Permeability of Human Tooth Surfaces Studied In Vitro by Electrochemical Impedance Spectroscopy

Electrochemical Faradaic impedance spectroscopy was applied to evaluate dependence of the electrical resistance on human teeth. The experiments were performed using iodide anions as a redox probe to model permeability of teeth for fluoride upon an iontophoresis process. Tooth molars were used as these are teeth most affected by tooth decay processes in vivo. Teeth compared included sound molars with no evidence of pit and fissure decay, teeth with pits and fissures regarded clinically as showing signs of decay, and teeth with crowns removed to present exposed dentin surfaces. A difference of more than an order of magnitude in electrical resistance was observed between sound molars and those regarded as showing evidence of tooth decay processes. Sound dentin, as expected from structural considerations demonstrated significantly lower resistance when compared to sound molars.
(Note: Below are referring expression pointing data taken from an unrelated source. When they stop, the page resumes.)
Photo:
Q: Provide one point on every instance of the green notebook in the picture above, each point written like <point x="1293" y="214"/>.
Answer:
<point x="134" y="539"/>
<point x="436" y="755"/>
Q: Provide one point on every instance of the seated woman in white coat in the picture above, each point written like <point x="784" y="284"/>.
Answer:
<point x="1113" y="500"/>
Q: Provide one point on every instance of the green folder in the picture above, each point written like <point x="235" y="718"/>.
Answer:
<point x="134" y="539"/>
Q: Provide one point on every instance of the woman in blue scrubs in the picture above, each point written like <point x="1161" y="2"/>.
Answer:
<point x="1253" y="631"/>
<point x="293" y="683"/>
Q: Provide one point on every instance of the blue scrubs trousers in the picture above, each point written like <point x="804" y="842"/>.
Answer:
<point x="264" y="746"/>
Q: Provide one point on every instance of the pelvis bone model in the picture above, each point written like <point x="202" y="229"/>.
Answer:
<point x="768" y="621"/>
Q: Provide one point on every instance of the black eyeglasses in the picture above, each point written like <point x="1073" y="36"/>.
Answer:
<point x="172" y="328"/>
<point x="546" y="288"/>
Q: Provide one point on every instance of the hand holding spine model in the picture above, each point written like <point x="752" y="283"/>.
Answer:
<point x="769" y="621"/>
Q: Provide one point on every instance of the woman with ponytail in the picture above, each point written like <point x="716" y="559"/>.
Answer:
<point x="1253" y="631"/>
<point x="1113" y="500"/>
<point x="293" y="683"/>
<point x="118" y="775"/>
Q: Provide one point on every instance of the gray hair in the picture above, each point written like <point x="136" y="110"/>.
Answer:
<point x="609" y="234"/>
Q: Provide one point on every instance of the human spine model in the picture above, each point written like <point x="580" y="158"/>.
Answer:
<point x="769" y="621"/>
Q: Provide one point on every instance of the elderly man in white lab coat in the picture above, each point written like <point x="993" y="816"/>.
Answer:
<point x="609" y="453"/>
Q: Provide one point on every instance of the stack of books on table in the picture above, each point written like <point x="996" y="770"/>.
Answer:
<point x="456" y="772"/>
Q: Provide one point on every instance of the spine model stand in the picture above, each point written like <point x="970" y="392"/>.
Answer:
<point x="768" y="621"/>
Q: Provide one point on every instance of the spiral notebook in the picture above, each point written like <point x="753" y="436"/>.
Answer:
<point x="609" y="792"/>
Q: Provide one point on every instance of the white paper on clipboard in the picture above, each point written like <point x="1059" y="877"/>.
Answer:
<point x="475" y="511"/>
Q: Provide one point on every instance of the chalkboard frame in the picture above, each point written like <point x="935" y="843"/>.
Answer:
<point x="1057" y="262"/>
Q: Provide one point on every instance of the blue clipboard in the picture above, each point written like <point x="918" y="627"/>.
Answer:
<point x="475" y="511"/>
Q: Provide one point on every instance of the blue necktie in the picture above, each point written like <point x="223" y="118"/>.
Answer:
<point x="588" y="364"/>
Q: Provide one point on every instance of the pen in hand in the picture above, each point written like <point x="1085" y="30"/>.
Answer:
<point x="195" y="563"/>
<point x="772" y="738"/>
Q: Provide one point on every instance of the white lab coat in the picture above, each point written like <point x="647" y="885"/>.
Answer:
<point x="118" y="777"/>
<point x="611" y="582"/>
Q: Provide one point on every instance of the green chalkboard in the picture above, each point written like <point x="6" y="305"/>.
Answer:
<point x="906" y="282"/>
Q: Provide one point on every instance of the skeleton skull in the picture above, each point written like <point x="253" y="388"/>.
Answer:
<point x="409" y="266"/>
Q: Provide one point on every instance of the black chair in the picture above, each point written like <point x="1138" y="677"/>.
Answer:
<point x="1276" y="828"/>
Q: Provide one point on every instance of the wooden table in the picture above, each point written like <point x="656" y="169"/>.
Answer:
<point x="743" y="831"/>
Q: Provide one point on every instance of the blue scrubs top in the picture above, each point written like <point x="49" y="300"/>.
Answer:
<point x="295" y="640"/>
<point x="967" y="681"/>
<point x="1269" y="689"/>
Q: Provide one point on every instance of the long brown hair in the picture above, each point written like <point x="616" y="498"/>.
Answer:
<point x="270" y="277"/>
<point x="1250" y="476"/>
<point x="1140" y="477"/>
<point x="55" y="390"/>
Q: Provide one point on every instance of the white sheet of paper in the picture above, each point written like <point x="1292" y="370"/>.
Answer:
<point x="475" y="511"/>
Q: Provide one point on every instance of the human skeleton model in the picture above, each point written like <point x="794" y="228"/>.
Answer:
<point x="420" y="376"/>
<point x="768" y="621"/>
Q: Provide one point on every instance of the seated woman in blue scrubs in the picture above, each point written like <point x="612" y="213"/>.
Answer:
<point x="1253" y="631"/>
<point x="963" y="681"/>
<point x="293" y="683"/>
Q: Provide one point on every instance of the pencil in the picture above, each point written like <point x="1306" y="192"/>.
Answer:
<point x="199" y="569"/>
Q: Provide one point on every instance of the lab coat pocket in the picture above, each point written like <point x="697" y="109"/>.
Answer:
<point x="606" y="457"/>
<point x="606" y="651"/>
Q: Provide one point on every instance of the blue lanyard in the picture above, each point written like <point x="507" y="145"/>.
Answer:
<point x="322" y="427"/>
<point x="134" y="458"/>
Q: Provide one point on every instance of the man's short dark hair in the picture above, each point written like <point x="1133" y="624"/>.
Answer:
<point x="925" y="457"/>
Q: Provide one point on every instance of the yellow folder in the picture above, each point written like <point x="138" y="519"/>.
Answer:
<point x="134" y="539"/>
Importantly, the difference in tooth resistance measured between carious and sound molars was shown to be much more representative of their structural integrity than comparison of digitally processed images of the teeth. The results support the utility of electrochemical Faradaic impedance spectroscopy for the development of understanding on how tooth electrical resistance may vary according to structural changes. This understanding may be useful to continued refinements in the use of electrical resistance measures as caries diagnostics and support generically the potential for iontophoretic processes in in-office fluoride treatments of teeth.